Submarining: The Latest Dating Trend to Worry About
It can be annoying when your relationship trouble becomes a trendy buzzword. No one needs a reminder of the time they were ghosted, love bombed, or wokefished, and hearing about it constantly feels unpleasant.
A few years ago, a guy "submarined" me. At the time, I didn't know that it was called submarining. But upon finding out there was a word to describe my experience, I encountered a whole new feeling: validation. I realized I wasn’t alone in what I dealt with, and that relationship experts could explain what was happening and help me feel better about myself.
“Submarining,”—also referred to as“paperclipping”—is when someone randomly messages you after ghosting you first.

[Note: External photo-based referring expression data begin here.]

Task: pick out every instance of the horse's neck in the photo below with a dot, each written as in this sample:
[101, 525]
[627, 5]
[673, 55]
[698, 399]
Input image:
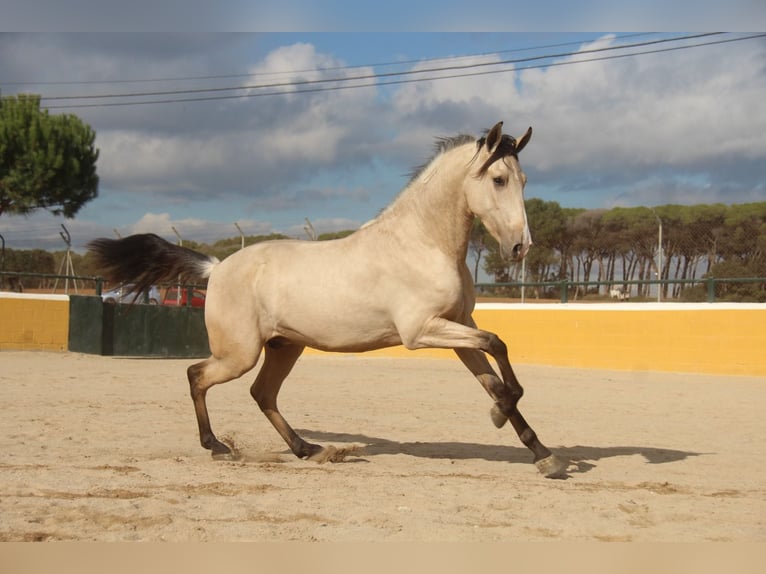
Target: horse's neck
[433, 209]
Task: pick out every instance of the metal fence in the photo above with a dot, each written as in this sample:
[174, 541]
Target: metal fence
[709, 289]
[74, 284]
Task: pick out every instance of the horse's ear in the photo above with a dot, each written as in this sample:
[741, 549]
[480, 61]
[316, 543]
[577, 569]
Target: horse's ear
[493, 137]
[524, 140]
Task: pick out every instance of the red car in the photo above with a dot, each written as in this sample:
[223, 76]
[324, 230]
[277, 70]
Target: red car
[172, 297]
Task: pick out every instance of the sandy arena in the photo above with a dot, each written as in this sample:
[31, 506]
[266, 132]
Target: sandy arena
[106, 449]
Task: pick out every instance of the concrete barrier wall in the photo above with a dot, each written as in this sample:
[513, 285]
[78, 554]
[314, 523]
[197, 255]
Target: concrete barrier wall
[34, 322]
[717, 338]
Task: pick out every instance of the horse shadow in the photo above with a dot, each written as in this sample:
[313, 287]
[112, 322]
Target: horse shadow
[581, 457]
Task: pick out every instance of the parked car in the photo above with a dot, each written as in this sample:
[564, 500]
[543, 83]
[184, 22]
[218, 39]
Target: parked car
[172, 297]
[123, 294]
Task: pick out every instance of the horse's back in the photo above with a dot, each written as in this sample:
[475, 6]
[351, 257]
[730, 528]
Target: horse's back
[315, 293]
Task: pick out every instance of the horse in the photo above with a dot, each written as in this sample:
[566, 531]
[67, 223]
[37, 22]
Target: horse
[400, 279]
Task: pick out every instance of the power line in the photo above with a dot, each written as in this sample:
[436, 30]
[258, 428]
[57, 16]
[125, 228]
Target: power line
[294, 83]
[389, 82]
[308, 70]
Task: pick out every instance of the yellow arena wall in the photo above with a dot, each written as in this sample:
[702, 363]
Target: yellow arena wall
[717, 338]
[34, 322]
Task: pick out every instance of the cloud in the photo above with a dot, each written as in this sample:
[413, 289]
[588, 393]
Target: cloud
[683, 126]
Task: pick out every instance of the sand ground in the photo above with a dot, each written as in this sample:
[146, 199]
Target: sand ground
[106, 449]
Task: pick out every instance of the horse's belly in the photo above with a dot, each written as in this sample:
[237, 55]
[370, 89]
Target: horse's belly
[339, 332]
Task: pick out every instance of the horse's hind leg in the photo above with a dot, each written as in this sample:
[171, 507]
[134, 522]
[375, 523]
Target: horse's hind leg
[204, 375]
[506, 396]
[280, 358]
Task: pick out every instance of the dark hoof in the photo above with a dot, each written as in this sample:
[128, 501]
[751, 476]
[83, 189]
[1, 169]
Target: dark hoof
[552, 467]
[220, 451]
[498, 418]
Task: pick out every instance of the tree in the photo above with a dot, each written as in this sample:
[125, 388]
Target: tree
[46, 161]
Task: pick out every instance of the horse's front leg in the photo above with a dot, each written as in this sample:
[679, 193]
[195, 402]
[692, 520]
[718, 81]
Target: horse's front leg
[470, 344]
[506, 397]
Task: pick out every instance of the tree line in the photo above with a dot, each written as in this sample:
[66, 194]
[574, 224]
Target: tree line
[610, 246]
[621, 244]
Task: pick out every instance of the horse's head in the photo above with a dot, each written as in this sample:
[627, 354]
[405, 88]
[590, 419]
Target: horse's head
[494, 190]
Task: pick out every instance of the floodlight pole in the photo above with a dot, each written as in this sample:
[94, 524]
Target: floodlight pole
[2, 263]
[659, 255]
[180, 239]
[241, 235]
[178, 286]
[309, 229]
[66, 261]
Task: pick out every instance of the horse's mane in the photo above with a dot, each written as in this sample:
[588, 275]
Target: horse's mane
[442, 145]
[506, 147]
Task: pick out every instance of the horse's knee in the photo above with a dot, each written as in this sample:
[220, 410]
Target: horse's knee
[505, 396]
[195, 374]
[496, 346]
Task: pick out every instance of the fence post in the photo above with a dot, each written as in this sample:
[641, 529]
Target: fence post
[710, 282]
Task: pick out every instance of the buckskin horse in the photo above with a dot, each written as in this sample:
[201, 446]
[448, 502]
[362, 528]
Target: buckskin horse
[401, 278]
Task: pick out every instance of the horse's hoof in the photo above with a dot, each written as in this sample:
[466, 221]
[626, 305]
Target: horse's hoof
[324, 454]
[225, 456]
[498, 418]
[552, 467]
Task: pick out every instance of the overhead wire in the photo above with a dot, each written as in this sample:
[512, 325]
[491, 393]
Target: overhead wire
[384, 78]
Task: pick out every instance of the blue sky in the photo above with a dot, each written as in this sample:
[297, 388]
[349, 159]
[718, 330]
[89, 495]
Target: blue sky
[685, 126]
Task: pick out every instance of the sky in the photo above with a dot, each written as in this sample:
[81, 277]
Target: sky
[277, 142]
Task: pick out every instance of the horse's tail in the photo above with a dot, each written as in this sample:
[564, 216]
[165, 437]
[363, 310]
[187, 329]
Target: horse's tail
[146, 259]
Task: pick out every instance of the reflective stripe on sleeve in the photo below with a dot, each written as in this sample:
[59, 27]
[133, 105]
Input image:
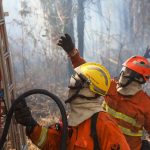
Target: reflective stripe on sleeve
[127, 131]
[120, 115]
[42, 137]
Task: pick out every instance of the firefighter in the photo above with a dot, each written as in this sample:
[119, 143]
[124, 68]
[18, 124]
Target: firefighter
[125, 101]
[86, 90]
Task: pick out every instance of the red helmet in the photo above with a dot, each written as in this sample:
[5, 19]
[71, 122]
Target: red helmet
[140, 65]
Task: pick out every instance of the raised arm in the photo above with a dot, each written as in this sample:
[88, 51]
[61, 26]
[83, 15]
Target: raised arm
[69, 47]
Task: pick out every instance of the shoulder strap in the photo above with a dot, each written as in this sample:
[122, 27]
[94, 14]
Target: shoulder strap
[94, 132]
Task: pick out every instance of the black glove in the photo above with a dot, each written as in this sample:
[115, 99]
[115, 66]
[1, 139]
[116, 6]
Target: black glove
[66, 43]
[23, 115]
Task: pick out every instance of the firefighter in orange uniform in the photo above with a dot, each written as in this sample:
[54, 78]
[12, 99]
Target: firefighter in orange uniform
[125, 101]
[87, 88]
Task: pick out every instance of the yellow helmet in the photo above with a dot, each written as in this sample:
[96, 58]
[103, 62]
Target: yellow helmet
[96, 75]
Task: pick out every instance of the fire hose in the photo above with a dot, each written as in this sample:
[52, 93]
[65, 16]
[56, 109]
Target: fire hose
[23, 96]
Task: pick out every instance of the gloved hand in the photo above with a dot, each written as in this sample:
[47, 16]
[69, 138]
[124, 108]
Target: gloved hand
[23, 115]
[66, 43]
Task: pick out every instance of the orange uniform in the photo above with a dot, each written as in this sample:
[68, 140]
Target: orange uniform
[109, 136]
[131, 113]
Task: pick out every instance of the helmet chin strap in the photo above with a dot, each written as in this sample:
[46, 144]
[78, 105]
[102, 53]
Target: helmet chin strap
[132, 78]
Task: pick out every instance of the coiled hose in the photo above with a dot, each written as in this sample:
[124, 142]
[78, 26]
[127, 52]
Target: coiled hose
[23, 96]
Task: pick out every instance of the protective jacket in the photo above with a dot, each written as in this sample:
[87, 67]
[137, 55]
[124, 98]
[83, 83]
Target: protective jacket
[132, 113]
[109, 136]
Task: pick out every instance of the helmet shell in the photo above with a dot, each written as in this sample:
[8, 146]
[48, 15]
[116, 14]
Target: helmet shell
[140, 65]
[97, 76]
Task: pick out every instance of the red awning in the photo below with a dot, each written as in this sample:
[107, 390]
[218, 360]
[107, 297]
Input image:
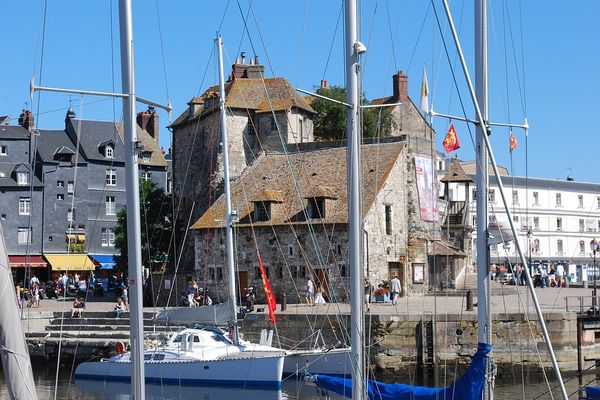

They pretend like nothing happened even though they previously acted like they weren't interested. The name comes from the fact that a person disappears underwater for a while before coming back up again. They don’t apologize or acknowledge that they haven’t spoken to you. They may also ask you to hang out and flirt with you like they did at the beginning of your fling.
Let me illustrate what this can look like by sharing what happened to me. I met a guy on a dating site and hung out with him once when we were in the same area. We texted frequently for the next month and were both clearly interested in each other. In my opinion, we were the perfect fit. But then, on Valentine’s Day of all days, he broke things off, saying he didn’t have time to talk to anyone anymore.
I wish I was kidding.
Months later, he messaged me, seeming excited and interested in hanging out. He gave flimsy excuses for his absence and his return, and only after I nervously asked him about it. Then, you guessed it—he ghosted me again. He did this at least five times, drawing out our “relationship” for years, before I finally realized what he was doing and blocked him.
According to relationship experts, “submariners” may do this for a variety of reasons. Dating and relationship coach Jonathan Bennett said they “either want to hide their reasons for disappearing or gloss over it,” possibly because they “were dating or spending time with someone else and that fell through.” He continued to say that people who “submarine” others may be entitled or narcissistic, and that it’s not okay for them to assume they can reconnect without consequences and disrespect you and your time.
Gigi Engle, a certified sex coach, said that submariners may also act this way because they feel insecure or bored. “Maybe they just stopped seeing someone, maybe they’re sick of being trapped indoors, or maybe they just need some validation and are hoping to get it from you,” she said. She explained they want you to respond so they can feel good about themselves, as though they’re still important to you.
If you think someone submarined you how you respond is ultimately up to you. However, it's important to keep this truth in mind: you deserve someone who shows conviction in how they feel about you. You deserve more than someone who leaves you hanging, and gives you reason to feel insecure about your worth to them.